You should weigh the benefits and risks of refinancing your federal student loan into a private student loan with a lower rate, because changing from a federal to a private student loan eliminates some protections and benefits. 

If you are looking to lower your interest rate, lower your monthly payment by extending the repayment term, or seeking to release a co-signer from your student loan, some borrowers in repayment with excellent credit may be able to refinance their existing federal student loans under a new private loan with a lower interest rate. Borrowers considering this option should also be aware of the risks:

  • Look closely if you are switching from a fixed rate loan to a variable rate loan. Interest rates for most federal loans have fixed rates, which means that you never have to worry about your interest rate and monthly payment going up if interest rates rise in the future. If you switch to a variable rate loan, your interest rate could rise above the original fixed rate over time, and your payment could go up. 
  • You will probably lose certain benefits if you refinance. Borrowers working in public service or as teachers in certain low-income schools may be able to get loan forgiveness for certain federal loans.
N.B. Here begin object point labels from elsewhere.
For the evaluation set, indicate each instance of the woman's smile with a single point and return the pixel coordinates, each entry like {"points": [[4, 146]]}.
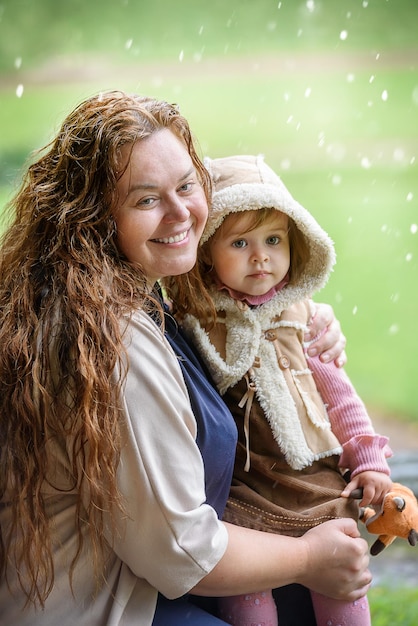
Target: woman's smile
{"points": [[162, 209]]}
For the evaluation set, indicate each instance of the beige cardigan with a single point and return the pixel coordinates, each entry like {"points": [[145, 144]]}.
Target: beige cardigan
{"points": [[158, 545]]}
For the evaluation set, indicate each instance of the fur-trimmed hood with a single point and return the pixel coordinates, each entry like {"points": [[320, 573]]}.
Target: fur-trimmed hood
{"points": [[245, 183]]}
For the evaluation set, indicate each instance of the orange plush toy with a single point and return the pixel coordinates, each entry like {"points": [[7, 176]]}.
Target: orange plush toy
{"points": [[397, 517]]}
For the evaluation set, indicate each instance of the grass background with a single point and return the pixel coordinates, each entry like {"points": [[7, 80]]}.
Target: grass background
{"points": [[327, 90]]}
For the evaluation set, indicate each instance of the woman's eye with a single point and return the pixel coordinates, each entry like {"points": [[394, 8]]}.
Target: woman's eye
{"points": [[186, 187], [240, 243], [145, 202]]}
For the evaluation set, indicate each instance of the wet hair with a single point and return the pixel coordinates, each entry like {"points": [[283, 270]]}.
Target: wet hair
{"points": [[64, 290], [190, 292]]}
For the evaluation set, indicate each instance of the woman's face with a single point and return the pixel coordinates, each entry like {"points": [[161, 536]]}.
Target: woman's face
{"points": [[162, 207]]}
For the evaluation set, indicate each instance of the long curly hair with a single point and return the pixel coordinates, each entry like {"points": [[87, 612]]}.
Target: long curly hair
{"points": [[64, 288]]}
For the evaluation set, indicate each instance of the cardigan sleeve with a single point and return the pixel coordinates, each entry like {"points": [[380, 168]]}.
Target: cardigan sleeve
{"points": [[168, 536], [363, 449]]}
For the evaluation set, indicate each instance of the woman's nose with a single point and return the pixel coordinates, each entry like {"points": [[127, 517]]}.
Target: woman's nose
{"points": [[176, 210]]}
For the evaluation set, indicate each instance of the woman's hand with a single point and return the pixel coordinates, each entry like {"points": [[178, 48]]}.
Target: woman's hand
{"points": [[330, 344], [337, 561]]}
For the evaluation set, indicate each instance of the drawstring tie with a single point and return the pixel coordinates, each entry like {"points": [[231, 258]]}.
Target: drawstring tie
{"points": [[247, 401]]}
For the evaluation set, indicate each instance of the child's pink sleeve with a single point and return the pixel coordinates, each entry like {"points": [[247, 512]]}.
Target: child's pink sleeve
{"points": [[363, 449]]}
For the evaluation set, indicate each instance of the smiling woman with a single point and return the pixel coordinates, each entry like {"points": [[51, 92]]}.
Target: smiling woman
{"points": [[162, 208], [116, 450]]}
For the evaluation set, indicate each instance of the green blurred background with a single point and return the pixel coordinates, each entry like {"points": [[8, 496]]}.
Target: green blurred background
{"points": [[327, 90]]}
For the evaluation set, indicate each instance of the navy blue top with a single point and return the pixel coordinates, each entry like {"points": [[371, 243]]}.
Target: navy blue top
{"points": [[216, 429]]}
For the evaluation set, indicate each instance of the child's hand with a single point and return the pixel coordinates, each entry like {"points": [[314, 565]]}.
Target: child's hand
{"points": [[375, 486]]}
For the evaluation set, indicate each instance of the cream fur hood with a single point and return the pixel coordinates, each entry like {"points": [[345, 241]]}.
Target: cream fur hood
{"points": [[245, 183]]}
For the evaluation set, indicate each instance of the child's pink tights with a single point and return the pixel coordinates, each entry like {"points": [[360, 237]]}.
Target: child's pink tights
{"points": [[250, 609], [259, 609], [329, 612]]}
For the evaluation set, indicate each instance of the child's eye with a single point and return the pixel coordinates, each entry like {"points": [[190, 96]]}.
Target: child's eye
{"points": [[274, 240], [240, 243]]}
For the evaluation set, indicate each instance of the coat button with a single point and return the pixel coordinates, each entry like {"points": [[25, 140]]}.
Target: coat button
{"points": [[284, 362]]}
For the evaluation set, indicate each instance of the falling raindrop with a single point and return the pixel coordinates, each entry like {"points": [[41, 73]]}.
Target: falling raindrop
{"points": [[394, 329]]}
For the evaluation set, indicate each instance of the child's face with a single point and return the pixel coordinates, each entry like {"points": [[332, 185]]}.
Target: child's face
{"points": [[251, 261]]}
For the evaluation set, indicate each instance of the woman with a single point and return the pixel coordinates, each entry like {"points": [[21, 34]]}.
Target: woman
{"points": [[103, 494]]}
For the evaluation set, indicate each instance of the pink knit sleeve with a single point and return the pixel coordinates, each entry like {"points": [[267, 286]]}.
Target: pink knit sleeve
{"points": [[363, 449]]}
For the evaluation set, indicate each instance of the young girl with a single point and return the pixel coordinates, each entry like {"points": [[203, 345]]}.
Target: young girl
{"points": [[301, 424]]}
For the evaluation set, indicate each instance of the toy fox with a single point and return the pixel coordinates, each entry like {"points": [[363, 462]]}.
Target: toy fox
{"points": [[397, 517]]}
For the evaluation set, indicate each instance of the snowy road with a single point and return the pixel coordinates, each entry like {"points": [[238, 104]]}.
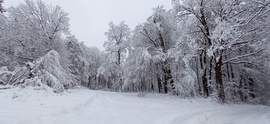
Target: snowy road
{"points": [[97, 107]]}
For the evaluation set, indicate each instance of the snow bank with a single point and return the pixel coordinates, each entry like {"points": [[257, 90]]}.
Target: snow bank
{"points": [[5, 75]]}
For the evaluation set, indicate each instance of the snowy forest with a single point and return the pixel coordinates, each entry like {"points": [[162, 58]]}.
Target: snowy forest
{"points": [[218, 49]]}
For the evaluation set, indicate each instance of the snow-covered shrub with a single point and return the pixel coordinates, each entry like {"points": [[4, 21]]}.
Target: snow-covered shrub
{"points": [[46, 72]]}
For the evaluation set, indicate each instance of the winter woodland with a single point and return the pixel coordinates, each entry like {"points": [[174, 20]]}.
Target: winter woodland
{"points": [[218, 49]]}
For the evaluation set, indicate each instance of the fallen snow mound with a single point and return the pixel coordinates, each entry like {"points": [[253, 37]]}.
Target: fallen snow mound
{"points": [[81, 106]]}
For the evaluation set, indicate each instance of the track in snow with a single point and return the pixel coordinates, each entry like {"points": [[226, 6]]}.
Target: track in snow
{"points": [[97, 107]]}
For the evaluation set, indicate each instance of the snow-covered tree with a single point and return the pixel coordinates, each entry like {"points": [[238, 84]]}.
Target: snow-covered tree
{"points": [[1, 7], [116, 48], [155, 37], [224, 28], [36, 28]]}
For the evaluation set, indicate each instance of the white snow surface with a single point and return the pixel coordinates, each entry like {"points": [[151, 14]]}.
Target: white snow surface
{"points": [[83, 106]]}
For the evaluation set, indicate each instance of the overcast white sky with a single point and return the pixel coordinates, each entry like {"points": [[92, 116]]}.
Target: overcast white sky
{"points": [[90, 18]]}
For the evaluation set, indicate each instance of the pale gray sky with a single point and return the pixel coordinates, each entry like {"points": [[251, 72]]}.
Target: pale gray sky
{"points": [[90, 18]]}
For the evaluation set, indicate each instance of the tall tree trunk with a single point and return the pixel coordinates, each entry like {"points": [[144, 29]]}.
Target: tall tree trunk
{"points": [[219, 81], [167, 78]]}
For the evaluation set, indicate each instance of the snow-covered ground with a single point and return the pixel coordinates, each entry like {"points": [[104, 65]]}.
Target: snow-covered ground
{"points": [[84, 106]]}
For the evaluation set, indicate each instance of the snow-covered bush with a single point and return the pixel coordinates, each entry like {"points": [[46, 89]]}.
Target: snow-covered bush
{"points": [[46, 72]]}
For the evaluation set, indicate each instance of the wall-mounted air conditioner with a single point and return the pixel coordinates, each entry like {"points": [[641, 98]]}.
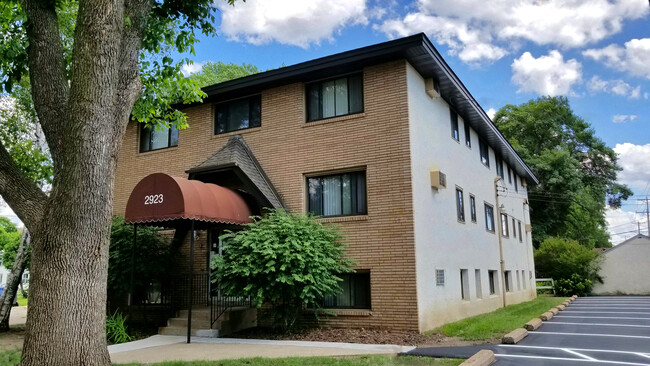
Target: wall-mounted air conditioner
{"points": [[438, 179]]}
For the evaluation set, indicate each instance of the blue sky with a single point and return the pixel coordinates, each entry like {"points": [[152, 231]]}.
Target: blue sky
{"points": [[596, 52]]}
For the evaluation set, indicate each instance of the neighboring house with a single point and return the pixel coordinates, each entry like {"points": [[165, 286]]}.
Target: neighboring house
{"points": [[386, 142], [626, 268]]}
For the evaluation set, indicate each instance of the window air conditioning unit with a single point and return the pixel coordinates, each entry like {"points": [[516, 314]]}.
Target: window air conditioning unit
{"points": [[438, 179], [432, 88]]}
If you refinance your federal loan with a new private student loan, you will no longer be eligible to participate in these federal loan forgiveness programs. You may also lose the protection of loan discharge or forgiveness in the case of death or permanent disability, which you get with federal student loans.  Not all private loans offer loan discharge benefits or forgiveness in the case of death or permanent disability. Active-duty servicemembers might also lose benefits on pre-service obligations if they refinance.
  • You will no longer qualify for certain repayment programs or plans. Federal student loans provide options for borrowers who run into trouble, including income-driven repayment (IDR). If you consolidate with a private lender, you will lose your rights under the federal student loan program, including deferment, forbearance, cancellation, and affordable repayment options

If you have a secure job, emergency savings, strong credit, are unlikely to benefit from forgiveness options, then refinancing into a private student loan may be a choice worth considering.